Dr. Steven K. Rothschild of Rush University Medical Center sounded a bittersweet note at the center’s opening in April.
“It’s a really exciting day. We’ve been working a long time to make this possible,” he said. “The reason behind this project isn’t such a joy. Too many people in Humboldt Park have diabetes and complications from diabetes. For that reason, I wish I wasn’t here today.”
Photo: Ed Finkel
“Without your commitment, without your sacrifice, without your perseverance, this never would have happened,” Ald. Roberto Maldonado told those gathered at the ribbon-cutting.

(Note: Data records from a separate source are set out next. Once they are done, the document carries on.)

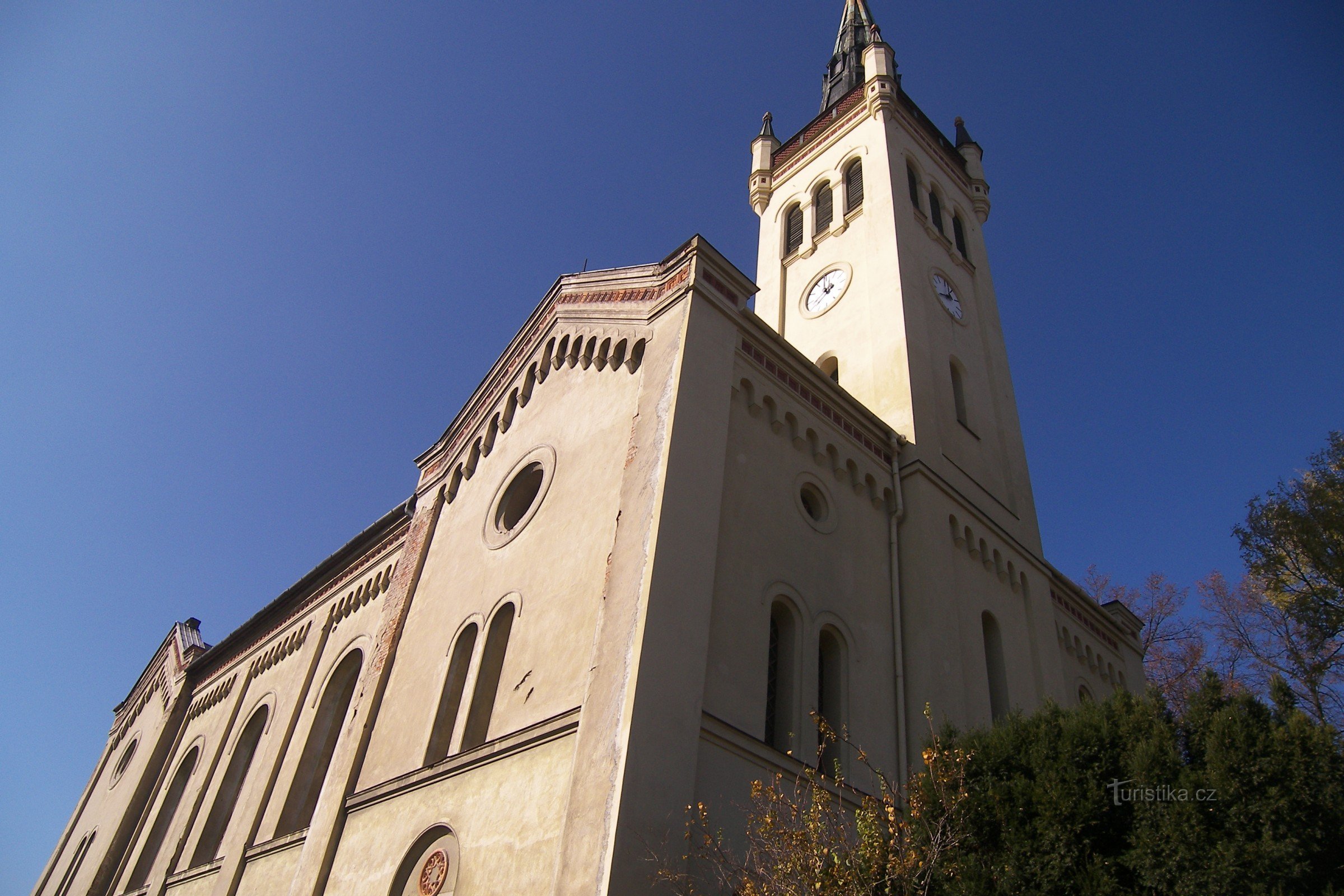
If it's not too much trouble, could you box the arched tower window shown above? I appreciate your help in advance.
[812,181,834,234]
[928,189,942,234]
[424,622,477,766]
[765,600,797,752]
[783,206,802,255]
[191,707,270,868]
[817,629,846,774]
[980,610,1008,721]
[948,358,970,430]
[463,603,514,750]
[844,158,863,215]
[127,747,199,889]
[53,830,97,896]
[276,650,364,837]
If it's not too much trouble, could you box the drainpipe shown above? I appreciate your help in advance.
[887,432,910,790]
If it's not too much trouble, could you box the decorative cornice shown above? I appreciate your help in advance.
[739,336,891,466]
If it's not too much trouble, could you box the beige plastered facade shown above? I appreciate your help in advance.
[34,31,1144,896]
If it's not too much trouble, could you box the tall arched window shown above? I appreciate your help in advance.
[783,206,802,255]
[765,600,797,752]
[191,707,270,868]
[817,629,846,774]
[127,747,199,889]
[980,610,1008,721]
[951,213,970,262]
[948,358,970,430]
[53,830,97,896]
[463,603,514,750]
[812,181,834,234]
[276,650,364,837]
[424,622,477,766]
[844,158,863,215]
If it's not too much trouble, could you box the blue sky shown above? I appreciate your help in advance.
[0,0,1344,892]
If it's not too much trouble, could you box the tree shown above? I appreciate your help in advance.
[656,708,969,896]
[1083,566,1207,708]
[919,673,1344,896]
[1197,572,1344,727]
[1234,432,1344,633]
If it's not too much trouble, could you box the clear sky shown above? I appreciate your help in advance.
[0,0,1344,893]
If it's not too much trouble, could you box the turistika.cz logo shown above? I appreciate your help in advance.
[1106,778,1217,806]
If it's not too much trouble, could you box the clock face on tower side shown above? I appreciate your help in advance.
[933,274,964,321]
[802,267,850,317]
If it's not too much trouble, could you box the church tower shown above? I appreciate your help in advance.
[750,0,1040,553]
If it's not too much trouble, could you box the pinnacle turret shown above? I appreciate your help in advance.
[821,0,881,111]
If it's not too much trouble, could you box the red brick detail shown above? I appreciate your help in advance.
[1049,589,1119,651]
[773,85,864,172]
[742,336,891,466]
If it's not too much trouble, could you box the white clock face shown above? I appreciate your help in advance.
[933,274,962,321]
[802,267,850,314]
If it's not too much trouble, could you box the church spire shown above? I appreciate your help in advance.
[821,0,880,111]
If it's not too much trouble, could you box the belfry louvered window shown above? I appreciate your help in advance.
[783,206,802,255]
[812,183,834,234]
[844,160,863,215]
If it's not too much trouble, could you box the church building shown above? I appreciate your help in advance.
[34,0,1144,896]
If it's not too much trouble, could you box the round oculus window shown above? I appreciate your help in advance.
[494,461,545,532]
[483,445,555,549]
[799,482,830,522]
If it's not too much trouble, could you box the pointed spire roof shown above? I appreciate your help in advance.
[821,0,880,111]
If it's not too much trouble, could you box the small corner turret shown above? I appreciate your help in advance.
[955,115,989,225]
[749,111,780,215]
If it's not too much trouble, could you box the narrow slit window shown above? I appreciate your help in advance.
[765,600,797,752]
[817,629,846,775]
[424,622,478,766]
[949,360,970,428]
[844,161,863,213]
[191,707,270,868]
[980,610,1008,721]
[276,650,364,837]
[783,206,802,255]
[463,603,514,750]
[812,184,834,234]
[127,747,198,890]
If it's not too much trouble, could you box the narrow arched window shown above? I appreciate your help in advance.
[276,650,364,837]
[424,622,477,766]
[817,629,846,774]
[980,610,1008,721]
[951,215,970,262]
[812,183,834,234]
[765,600,797,752]
[783,206,802,255]
[844,158,863,215]
[949,358,970,430]
[127,747,198,889]
[463,603,514,750]
[191,707,270,868]
[53,830,97,896]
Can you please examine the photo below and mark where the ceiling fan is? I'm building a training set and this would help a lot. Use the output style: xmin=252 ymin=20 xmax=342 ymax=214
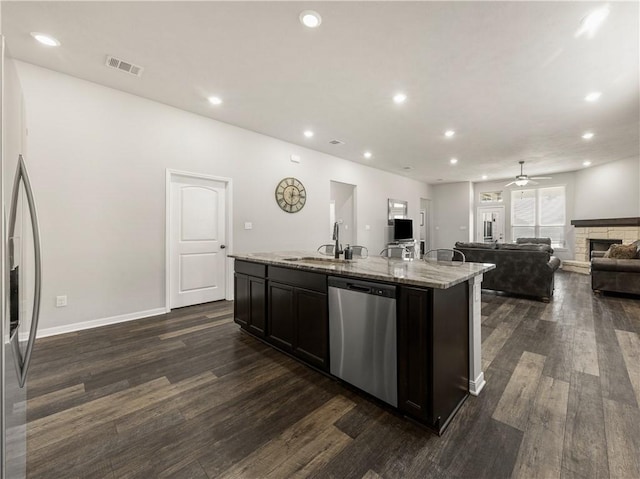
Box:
xmin=504 ymin=160 xmax=551 ymax=187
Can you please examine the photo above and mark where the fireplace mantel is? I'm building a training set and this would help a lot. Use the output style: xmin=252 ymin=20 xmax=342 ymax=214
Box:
xmin=571 ymin=218 xmax=640 ymax=228
xmin=563 ymin=218 xmax=640 ymax=274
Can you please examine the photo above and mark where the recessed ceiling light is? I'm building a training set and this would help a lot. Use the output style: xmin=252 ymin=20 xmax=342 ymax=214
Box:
xmin=31 ymin=32 xmax=60 ymax=47
xmin=393 ymin=93 xmax=407 ymax=103
xmin=584 ymin=91 xmax=602 ymax=101
xmin=576 ymin=5 xmax=609 ymax=38
xmin=300 ymin=10 xmax=322 ymax=28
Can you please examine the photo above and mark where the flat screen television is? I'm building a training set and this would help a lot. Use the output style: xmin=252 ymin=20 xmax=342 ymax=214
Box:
xmin=393 ymin=218 xmax=413 ymax=241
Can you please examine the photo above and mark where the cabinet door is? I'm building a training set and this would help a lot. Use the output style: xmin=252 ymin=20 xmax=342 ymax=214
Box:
xmin=267 ymin=281 xmax=295 ymax=351
xmin=294 ymin=289 xmax=329 ymax=370
xmin=398 ymin=287 xmax=432 ymax=421
xmin=248 ymin=276 xmax=267 ymax=337
xmin=233 ymin=273 xmax=251 ymax=329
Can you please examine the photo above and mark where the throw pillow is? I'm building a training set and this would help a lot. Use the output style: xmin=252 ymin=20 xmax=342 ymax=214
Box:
xmin=608 ymin=244 xmax=637 ymax=259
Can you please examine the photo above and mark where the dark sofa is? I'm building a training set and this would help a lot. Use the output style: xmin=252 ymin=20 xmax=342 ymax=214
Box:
xmin=591 ymin=241 xmax=640 ymax=294
xmin=455 ymin=242 xmax=560 ymax=302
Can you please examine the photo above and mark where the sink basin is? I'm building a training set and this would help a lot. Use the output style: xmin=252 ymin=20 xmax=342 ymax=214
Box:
xmin=284 ymin=256 xmax=351 ymax=266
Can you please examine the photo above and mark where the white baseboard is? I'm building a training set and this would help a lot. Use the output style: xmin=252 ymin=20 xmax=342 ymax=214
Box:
xmin=469 ymin=372 xmax=487 ymax=396
xmin=36 ymin=308 xmax=167 ymax=338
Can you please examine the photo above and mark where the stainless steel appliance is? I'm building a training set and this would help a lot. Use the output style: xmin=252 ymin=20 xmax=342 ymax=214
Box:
xmin=328 ymin=276 xmax=398 ymax=407
xmin=0 ymin=39 xmax=42 ymax=479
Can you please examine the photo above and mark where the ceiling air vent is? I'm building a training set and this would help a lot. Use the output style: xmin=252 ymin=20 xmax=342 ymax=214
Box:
xmin=105 ymin=55 xmax=144 ymax=77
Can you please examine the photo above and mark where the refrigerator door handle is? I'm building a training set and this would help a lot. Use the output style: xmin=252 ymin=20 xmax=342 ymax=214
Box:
xmin=9 ymin=155 xmax=42 ymax=387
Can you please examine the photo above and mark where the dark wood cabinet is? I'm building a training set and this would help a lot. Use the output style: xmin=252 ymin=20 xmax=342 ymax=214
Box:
xmin=294 ymin=289 xmax=329 ymax=370
xmin=398 ymin=283 xmax=469 ymax=432
xmin=267 ymin=267 xmax=329 ymax=370
xmin=235 ymin=261 xmax=469 ymax=434
xmin=267 ymin=281 xmax=297 ymax=352
xmin=397 ymin=287 xmax=432 ymax=420
xmin=234 ymin=261 xmax=267 ymax=337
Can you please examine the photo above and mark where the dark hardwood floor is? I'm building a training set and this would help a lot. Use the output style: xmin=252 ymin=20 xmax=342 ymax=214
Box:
xmin=27 ymin=272 xmax=640 ymax=479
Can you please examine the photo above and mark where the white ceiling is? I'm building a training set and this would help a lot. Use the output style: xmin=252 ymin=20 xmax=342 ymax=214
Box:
xmin=2 ymin=1 xmax=640 ymax=183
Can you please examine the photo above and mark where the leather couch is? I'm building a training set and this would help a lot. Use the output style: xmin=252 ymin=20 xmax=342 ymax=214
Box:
xmin=591 ymin=244 xmax=640 ymax=294
xmin=455 ymin=242 xmax=560 ymax=302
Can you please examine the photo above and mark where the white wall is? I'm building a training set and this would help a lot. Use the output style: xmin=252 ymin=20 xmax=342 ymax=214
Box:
xmin=431 ymin=181 xmax=473 ymax=249
xmin=572 ymin=158 xmax=640 ymax=220
xmin=15 ymin=61 xmax=430 ymax=334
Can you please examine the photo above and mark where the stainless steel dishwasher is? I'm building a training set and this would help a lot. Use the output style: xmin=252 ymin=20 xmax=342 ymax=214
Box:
xmin=328 ymin=276 xmax=398 ymax=407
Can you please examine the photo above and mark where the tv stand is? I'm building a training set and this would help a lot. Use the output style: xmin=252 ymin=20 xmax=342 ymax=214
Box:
xmin=387 ymin=238 xmax=419 ymax=259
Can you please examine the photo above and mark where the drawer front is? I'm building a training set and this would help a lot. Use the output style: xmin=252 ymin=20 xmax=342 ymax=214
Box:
xmin=234 ymin=260 xmax=267 ymax=278
xmin=269 ymin=266 xmax=327 ymax=293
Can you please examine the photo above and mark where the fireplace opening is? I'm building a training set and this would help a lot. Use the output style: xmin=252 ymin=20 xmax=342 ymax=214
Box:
xmin=587 ymin=238 xmax=622 ymax=258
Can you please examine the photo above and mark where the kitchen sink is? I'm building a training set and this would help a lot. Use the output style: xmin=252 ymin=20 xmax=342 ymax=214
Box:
xmin=284 ymin=256 xmax=352 ymax=266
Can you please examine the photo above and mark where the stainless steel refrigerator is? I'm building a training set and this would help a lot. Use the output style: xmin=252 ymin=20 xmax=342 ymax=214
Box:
xmin=0 ymin=38 xmax=42 ymax=479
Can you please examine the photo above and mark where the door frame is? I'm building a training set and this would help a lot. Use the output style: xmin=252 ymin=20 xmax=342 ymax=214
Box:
xmin=164 ymin=168 xmax=233 ymax=313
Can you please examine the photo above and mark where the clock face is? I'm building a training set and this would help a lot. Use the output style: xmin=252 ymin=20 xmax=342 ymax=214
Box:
xmin=276 ymin=178 xmax=307 ymax=213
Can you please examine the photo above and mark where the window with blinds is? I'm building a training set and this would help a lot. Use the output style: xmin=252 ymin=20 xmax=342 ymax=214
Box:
xmin=511 ymin=186 xmax=566 ymax=248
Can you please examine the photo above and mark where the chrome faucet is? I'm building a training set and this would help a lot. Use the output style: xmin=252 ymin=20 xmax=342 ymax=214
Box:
xmin=333 ymin=221 xmax=342 ymax=259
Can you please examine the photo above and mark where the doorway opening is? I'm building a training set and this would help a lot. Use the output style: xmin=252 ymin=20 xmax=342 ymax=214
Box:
xmin=165 ymin=169 xmax=233 ymax=312
xmin=327 ymin=180 xmax=358 ymax=246
xmin=419 ymin=198 xmax=431 ymax=257
xmin=476 ymin=206 xmax=504 ymax=243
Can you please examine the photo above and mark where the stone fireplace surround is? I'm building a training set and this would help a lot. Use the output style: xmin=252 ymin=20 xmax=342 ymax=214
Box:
xmin=562 ymin=218 xmax=640 ymax=274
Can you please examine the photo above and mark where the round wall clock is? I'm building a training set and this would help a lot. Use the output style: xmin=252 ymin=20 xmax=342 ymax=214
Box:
xmin=276 ymin=177 xmax=307 ymax=213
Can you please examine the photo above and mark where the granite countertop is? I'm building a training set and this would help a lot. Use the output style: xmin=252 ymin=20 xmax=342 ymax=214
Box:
xmin=229 ymin=251 xmax=496 ymax=289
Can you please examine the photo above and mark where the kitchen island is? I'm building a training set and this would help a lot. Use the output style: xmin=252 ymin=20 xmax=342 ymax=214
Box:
xmin=231 ymin=251 xmax=495 ymax=433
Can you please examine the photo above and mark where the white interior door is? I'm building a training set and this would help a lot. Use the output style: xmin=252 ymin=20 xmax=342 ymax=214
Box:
xmin=476 ymin=206 xmax=505 ymax=243
xmin=169 ymin=175 xmax=226 ymax=308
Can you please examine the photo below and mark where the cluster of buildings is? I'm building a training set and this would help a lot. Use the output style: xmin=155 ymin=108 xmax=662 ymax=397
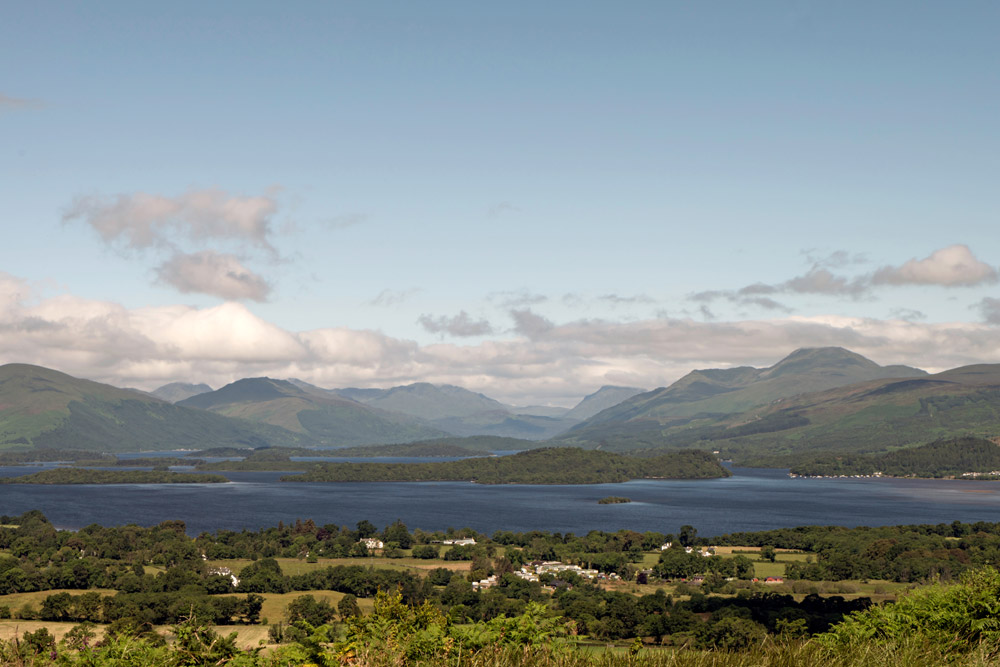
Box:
xmin=660 ymin=542 xmax=715 ymax=558
xmin=472 ymin=560 xmax=621 ymax=591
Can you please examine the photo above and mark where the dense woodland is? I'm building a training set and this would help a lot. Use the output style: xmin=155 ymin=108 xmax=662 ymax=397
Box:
xmin=791 ymin=436 xmax=1000 ymax=477
xmin=282 ymin=447 xmax=731 ymax=484
xmin=0 ymin=512 xmax=1000 ymax=664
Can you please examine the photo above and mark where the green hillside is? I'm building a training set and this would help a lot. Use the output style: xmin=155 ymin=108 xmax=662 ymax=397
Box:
xmin=560 ymin=347 xmax=926 ymax=442
xmin=791 ymin=437 xmax=1000 ymax=477
xmin=0 ymin=364 xmax=311 ymax=452
xmin=560 ymin=366 xmax=1000 ymax=467
xmin=328 ymin=381 xmax=579 ymax=440
xmin=178 ymin=378 xmax=445 ymax=446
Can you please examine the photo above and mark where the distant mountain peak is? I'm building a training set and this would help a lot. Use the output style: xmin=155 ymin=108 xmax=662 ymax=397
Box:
xmin=149 ymin=382 xmax=212 ymax=403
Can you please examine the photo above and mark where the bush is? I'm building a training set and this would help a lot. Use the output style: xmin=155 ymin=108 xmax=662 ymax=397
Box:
xmin=819 ymin=568 xmax=1000 ymax=653
xmin=413 ymin=544 xmax=441 ymax=560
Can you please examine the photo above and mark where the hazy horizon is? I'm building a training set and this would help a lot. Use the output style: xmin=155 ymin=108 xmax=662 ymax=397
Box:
xmin=0 ymin=1 xmax=1000 ymax=406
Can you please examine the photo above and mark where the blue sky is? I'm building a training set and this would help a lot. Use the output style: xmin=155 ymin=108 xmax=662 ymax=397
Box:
xmin=0 ymin=2 xmax=1000 ymax=404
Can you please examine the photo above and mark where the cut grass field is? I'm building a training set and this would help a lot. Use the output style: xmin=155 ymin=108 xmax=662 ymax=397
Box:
xmin=206 ymin=556 xmax=472 ymax=576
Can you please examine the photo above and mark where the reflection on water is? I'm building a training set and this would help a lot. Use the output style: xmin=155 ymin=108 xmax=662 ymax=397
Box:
xmin=0 ymin=459 xmax=1000 ymax=536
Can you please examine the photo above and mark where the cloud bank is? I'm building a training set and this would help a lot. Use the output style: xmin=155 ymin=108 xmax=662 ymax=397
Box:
xmin=156 ymin=250 xmax=271 ymax=301
xmin=690 ymin=244 xmax=998 ymax=312
xmin=63 ymin=190 xmax=277 ymax=251
xmin=0 ymin=274 xmax=1000 ymax=405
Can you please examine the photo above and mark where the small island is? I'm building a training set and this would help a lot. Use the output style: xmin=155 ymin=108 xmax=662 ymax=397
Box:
xmin=281 ymin=447 xmax=731 ymax=484
xmin=0 ymin=468 xmax=229 ymax=484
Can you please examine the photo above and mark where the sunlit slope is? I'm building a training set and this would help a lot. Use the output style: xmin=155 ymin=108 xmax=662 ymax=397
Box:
xmin=178 ymin=378 xmax=445 ymax=445
xmin=559 ymin=347 xmax=926 ymax=445
xmin=560 ymin=365 xmax=1000 ymax=465
xmin=336 ymin=382 xmax=579 ymax=440
xmin=0 ymin=364 xmax=309 ymax=452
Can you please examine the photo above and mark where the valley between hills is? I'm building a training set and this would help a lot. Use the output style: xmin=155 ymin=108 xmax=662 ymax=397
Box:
xmin=0 ymin=348 xmax=1000 ymax=483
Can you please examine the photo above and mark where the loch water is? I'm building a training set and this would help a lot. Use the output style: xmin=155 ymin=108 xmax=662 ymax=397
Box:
xmin=0 ymin=459 xmax=1000 ymax=536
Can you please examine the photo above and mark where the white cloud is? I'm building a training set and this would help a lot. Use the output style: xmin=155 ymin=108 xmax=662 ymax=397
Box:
xmin=0 ymin=274 xmax=1000 ymax=405
xmin=688 ymin=245 xmax=998 ymax=311
xmin=510 ymin=308 xmax=554 ymax=338
xmin=417 ymin=310 xmax=493 ymax=337
xmin=872 ymin=245 xmax=997 ymax=287
xmin=156 ymin=250 xmax=271 ymax=301
xmin=63 ymin=190 xmax=277 ymax=252
xmin=368 ymin=287 xmax=423 ymax=307
xmin=975 ymin=297 xmax=1000 ymax=324
xmin=0 ymin=93 xmax=43 ymax=111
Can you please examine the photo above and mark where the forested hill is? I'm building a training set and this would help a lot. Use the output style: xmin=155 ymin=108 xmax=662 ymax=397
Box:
xmin=282 ymin=447 xmax=731 ymax=484
xmin=791 ymin=437 xmax=1000 ymax=477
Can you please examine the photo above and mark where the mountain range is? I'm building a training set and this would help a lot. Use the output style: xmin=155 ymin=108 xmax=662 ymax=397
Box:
xmin=0 ymin=348 xmax=1000 ymax=464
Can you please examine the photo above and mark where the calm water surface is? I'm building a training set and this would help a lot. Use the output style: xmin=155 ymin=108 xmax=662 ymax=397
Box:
xmin=0 ymin=459 xmax=1000 ymax=536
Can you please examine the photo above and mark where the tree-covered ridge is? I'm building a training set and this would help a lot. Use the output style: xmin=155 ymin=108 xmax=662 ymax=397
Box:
xmin=0 ymin=449 xmax=115 ymax=466
xmin=282 ymin=447 xmax=731 ymax=484
xmin=0 ymin=468 xmax=229 ymax=484
xmin=334 ymin=435 xmax=538 ymax=456
xmin=791 ymin=436 xmax=1000 ymax=477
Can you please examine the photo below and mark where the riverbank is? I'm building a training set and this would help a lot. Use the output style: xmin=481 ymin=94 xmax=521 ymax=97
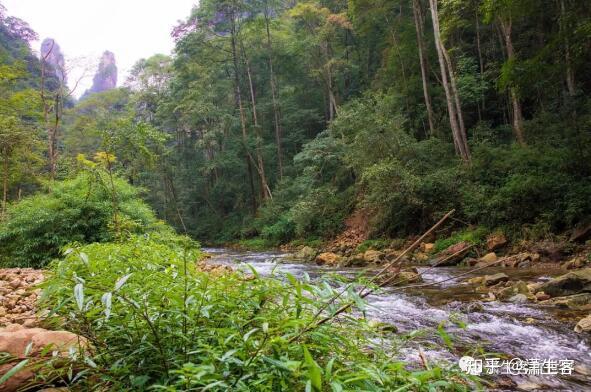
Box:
xmin=206 ymin=249 xmax=591 ymax=391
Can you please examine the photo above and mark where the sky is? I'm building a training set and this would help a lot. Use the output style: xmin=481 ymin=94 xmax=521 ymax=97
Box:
xmin=0 ymin=0 xmax=198 ymax=97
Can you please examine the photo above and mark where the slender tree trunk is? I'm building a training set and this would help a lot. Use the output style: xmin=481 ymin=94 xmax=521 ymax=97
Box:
xmin=499 ymin=19 xmax=525 ymax=146
xmin=412 ymin=0 xmax=436 ymax=136
xmin=560 ymin=0 xmax=576 ymax=97
xmin=265 ymin=0 xmax=283 ymax=179
xmin=475 ymin=11 xmax=485 ymax=121
xmin=242 ymin=49 xmax=273 ymax=199
xmin=230 ymin=11 xmax=257 ymax=214
xmin=429 ymin=0 xmax=470 ymax=162
xmin=0 ymin=153 xmax=9 ymax=219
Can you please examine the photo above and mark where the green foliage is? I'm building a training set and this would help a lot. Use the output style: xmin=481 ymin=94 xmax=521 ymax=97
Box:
xmin=43 ymin=236 xmax=467 ymax=391
xmin=356 ymin=239 xmax=392 ymax=253
xmin=236 ymin=238 xmax=279 ymax=251
xmin=0 ymin=171 xmax=161 ymax=268
xmin=433 ymin=227 xmax=488 ymax=252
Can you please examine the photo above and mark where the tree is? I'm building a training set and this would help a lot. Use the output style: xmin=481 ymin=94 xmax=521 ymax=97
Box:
xmin=429 ymin=0 xmax=470 ymax=162
xmin=482 ymin=0 xmax=528 ymax=145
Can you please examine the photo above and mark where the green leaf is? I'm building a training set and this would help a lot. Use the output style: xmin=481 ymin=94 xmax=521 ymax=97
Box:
xmin=0 ymin=359 xmax=29 ymax=385
xmin=115 ymin=274 xmax=132 ymax=291
xmin=78 ymin=252 xmax=88 ymax=267
xmin=74 ymin=283 xmax=84 ymax=311
xmin=303 ymin=345 xmax=322 ymax=391
xmin=101 ymin=292 xmax=113 ymax=319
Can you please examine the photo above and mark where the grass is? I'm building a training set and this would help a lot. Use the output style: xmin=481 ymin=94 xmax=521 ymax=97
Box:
xmin=434 ymin=227 xmax=488 ymax=253
xmin=26 ymin=236 xmax=474 ymax=392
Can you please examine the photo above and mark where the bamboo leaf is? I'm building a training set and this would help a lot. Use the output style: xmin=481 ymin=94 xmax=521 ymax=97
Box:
xmin=0 ymin=359 xmax=29 ymax=385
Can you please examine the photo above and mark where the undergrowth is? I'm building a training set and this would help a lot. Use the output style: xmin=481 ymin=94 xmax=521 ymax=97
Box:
xmin=34 ymin=236 xmax=469 ymax=391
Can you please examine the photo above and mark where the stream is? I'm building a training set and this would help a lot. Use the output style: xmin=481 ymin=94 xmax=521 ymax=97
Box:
xmin=204 ymin=248 xmax=591 ymax=391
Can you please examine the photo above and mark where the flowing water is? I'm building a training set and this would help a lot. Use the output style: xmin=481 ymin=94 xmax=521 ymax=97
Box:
xmin=205 ymin=249 xmax=591 ymax=391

Ald. Roberto Maldonado (26th) said he hoped the center would improve people’s self-management of diabetes and praised the partners to the effort. “You don’t feel any symptoms until it’s too late … and you have to have your toes amputated,” he said. “Without your commitment, without your sacrifice, without your perseverance, this never would have happened.”
Speaking shortly before the May 19 Community of Wellness meeting, held at the center, Executive Director Juana Ballesteros described it as “a monumental and innovative effort. It tackles diabetes not using the traditional medical model. To get at the root cause, you need to work at the community level and in people’s daily lives, to understand what’s impacting them.
“The work being done in Humboldt Park, in general, is taking a holistic, wellness, prevention approach,” she added. “That ultimately will have a much bigger impact. It’s not giving people a hand-out, it’s giving them a hand up.”
“If they don’t have Medicare or insurance, we will send them to a free clinic,” said Gerena, a healthcare research assistant at Rush, in addition to being a block captain. “I didn’t take [proper tests in time], believe me. It’s not a game. It’s so serious.”
Attendees to the ribbon-cutting had the opportunity to tour the new center during an open house held after the remaining speakers, who included Ballesteros; Emma Lozano, executive director of Pueblo Sin Fronteras; Alan Channing, CEO of Sinai Health System; Myrna Pedersen, interim administrator at Norweigan American Hospital; Dr. Steve Whitman, director of Sinai Urban Health Institute; and Jose E. Lopez, executive director of the Puerto Rican Cultural Center.